De takken zijn aan alle kanten witachtig. De relatief kleine bladeren zijn daarentegen lancetvormig-rhomboïdaal of lijnvormig, met stompe uiteinden en opgerolde randen. Ze zijn niet gecilateerd aan de basis en hebben een kort, dicht tomentum aan de onderkant. De soort bloeit tussen april en juli. De bloemen van tijm zijn roze of wit en staan in bolvormige hoofdjes of aren met afzonderlijke onderste kransen. De harige kelk heeft een buis die lichtjes gebobbeld is aan de basis.

Wat is zijn habitat en verspreiding?

Qua ecologie komt Thymus vulgaris vooral voor in droge, dorre omgevingen in het zuiden van Frankrijk. Het verspreidingsgebied omvat gebieden zoals de Hautes-Alpes, Drôme, Lozère en Aveyron. Hij komt ook voor in Spanje, de Balearen en Italië.

Thymus vulgaris wordt veel gebruikt in de gecultiveerde sector, waar het soms verschijnt als een subspontane plant.
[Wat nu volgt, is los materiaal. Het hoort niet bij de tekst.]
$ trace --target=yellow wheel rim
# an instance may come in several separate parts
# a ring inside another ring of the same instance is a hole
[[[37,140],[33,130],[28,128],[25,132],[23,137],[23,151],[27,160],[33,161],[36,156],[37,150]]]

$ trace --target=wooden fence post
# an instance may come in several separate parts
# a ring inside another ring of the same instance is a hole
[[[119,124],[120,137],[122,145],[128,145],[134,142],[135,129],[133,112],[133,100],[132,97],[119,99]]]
Wat zijn milieuvoorkeuren betreft, geeft tijm de voorkeur aan lichtzure, goed gedraineerde, rotsachtige grond, blootgesteld aan veel direct zonlicht. Hij past zich echter goed aan aan alkalische, filtrerende, lichte of compacte grond die licht vochtig en koel is.

Fytosociologisch gezien komt de Thymus vulgaris oorspronkelijk uit droge, kalkrijke omgevingen in het Middellandse Zeebekken. Na de neolithische ontbossing kwam de plant in een veroveringspositie terecht. Door pastoralisme en hakhoutverwerking is deze situatie blijven voortbestaan. Het overwicht en de uitbreiding ervan zijn duidelijk in gebieden die door mensen zijn veranderd. Voorbeelden hiervan zijn begraasde woeste gronden, verlaten akkers en brandvrije zones. Het gedijt ook goed op weg- en spoordijken, dankzij zijn opmerkelijke allelopathische eigenschappen.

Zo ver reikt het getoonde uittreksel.